What are the methods for studying biology? Biology methods

Refractometry is one of the simplest physical methods of analysis at a cost minimum quantity analyte and is carried out for a very short time. This method is used to identify substances, establish their purity, and determine the concentration of solutions.

The refractometry method is based on measuring the refractive index of light n by the analyte. The refractive index is the ratio of the speed of light in air to the speed of light in the substance under study. The value of the refractive index depends on the nature of the substance, temperature, and the wavelength of light at which the determination is carried out. In solutions, the refractive index also depends on the concentration of the solute and the nature of the solvent.

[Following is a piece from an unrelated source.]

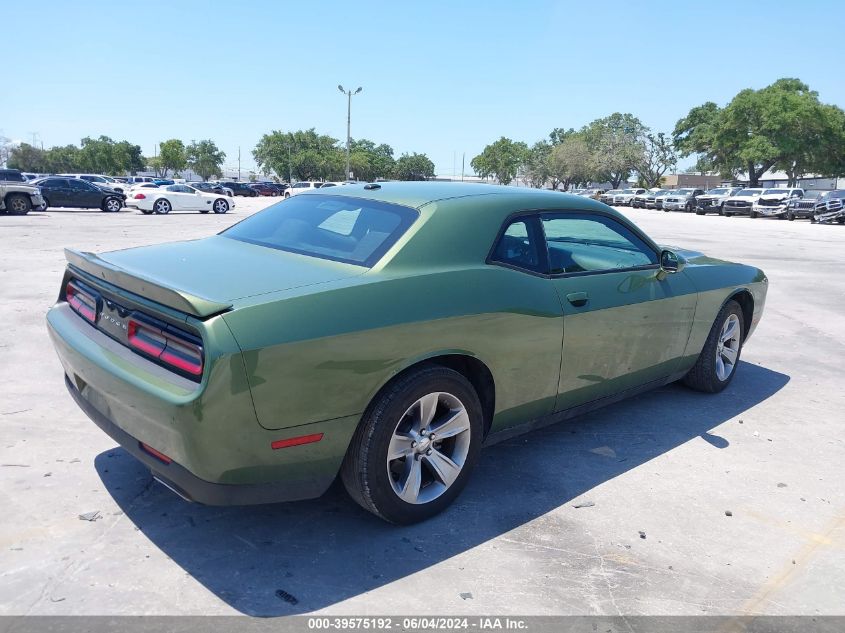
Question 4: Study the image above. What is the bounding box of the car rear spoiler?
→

The different speed of propagation of a light beam in media with different densities causes a change in its direction when passing from one medium to another, i.e. refraction. The ratio of the speed of propagation of light in air v 1 to the speed of propagation of light in matter v 2, equal to the ratio of the sines of the angle of incidence of a ray of light α and the angle of its refraction β, is called index (coefficient) of refraction n and is a constant value for a given wavelength:

When a ray of light passes from a medium with a lower value of n to a medium with a higher refractive index (Fig. 13a) β< α. Если угол падения α луча С (рис.13б) приближается к 90 0 , то β < 90 0 . При дальнейшем увеличении угла падения (луч D) падающий свет полностью отражается от границы раздела и не попадает в менее плотную среду, происходит полное внутреннее отражение. Справа (при наблюдении против светового потока) от предельного луча D" находится затемненное поле, слева – освещенное поле.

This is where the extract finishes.